If Twitter is the chirping chatterbox of the Internet, trolls are its dark underground denizens.
The collision of the two is driving a debate in Britain about the scale of online hatred and the limits of Internet free speech.
The furor erupted this week after several women went public about the sexually explicit and often luridly violent abuse they receive on Twitter from trolls — online bullies and provocateurs who send abusive or disruptive messages, often for their own amusement.
Many regard trolls as an annoyance to be ignored, but there are growing calls for action when their abuse crosses over into threats.
Police are investigating a threat of rape and murder made to Labour Party lawmaker Stella Creasy by a user with the Twitter name @killcreasynow. The crude and graphically violent tweet was one of many Creasy received after she tweeted in support of feminist campaigner Caroline Criado-Perez. Criado-Perez was sent a torrent of invective after she campaigned, successfully, for novelist Jane Austen to appear on a British banknote.
Two men have been arrested in connection with the Twitter threats, but have not been charged.
Such abuse is neither new nor confined to Britain. American writer Lindy West wrote earlier this year about receiving a slew of sexual threats after she appeared on a TV debate about rape jokes.

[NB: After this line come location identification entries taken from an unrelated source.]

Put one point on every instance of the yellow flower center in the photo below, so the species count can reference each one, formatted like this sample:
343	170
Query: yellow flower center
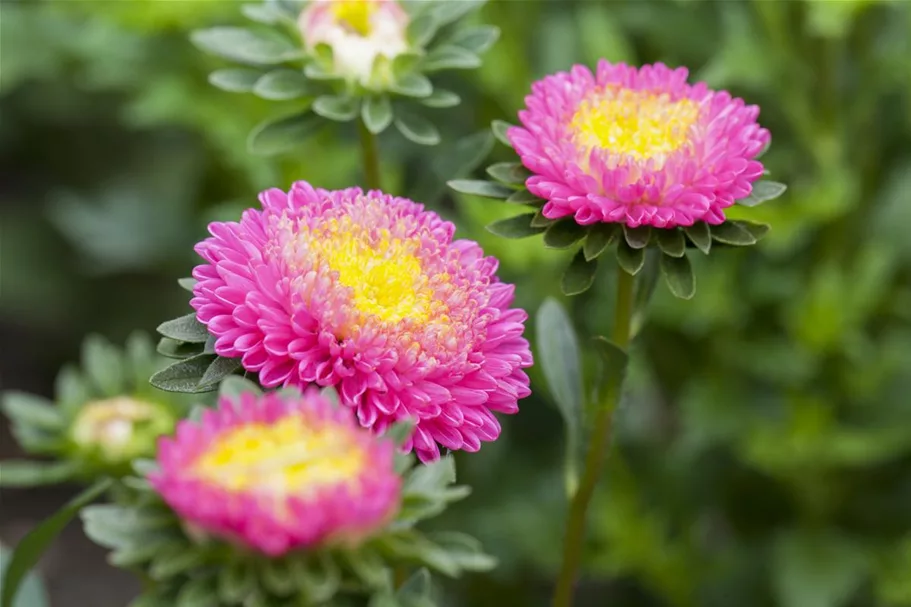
288	455
355	13
639	124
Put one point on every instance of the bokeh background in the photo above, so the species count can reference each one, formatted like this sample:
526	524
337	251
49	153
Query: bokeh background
765	438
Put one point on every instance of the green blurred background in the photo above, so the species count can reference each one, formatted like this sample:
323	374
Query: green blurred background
766	433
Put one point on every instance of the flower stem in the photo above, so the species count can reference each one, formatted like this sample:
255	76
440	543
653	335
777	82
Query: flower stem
370	156
597	451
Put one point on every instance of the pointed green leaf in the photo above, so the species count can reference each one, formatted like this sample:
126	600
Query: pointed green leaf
448	57
630	259
671	242
484	189
186	329
26	473
700	235
731	233
441	98
336	107
511	173
282	84
580	275
376	112
275	136
678	274
637	238
763	191
235	80
417	129
564	233
185	375
600	236
499	128
34	544
515	227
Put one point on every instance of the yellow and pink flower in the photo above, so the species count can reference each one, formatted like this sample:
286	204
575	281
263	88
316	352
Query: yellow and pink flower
368	293
637	146
278	473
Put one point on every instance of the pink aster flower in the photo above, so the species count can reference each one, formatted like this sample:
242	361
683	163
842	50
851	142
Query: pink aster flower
368	293
277	474
637	146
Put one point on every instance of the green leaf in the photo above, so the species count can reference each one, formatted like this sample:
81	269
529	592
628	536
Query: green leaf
484	189
376	112
563	234
220	368
678	274
449	57
580	274
185	375
26	473
441	98
476	39
511	173
731	233
637	238
515	227
336	107
235	80
34	544
671	242
186	329
281	85
413	85
417	129
630	259
762	192
558	355
275	136
499	128
245	46
700	235
600	236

But the subject has received an unprecedented level of public exposure this week, sparking debates on British radio and television news programs and articles in national newspapers — even the tabloids. Creasy and Criado-Perez are among a growing group who have decided to face down the abusers, retweeting their messages in an attempt to "name and shame" the offenders, and reporting the most threatening messages to police.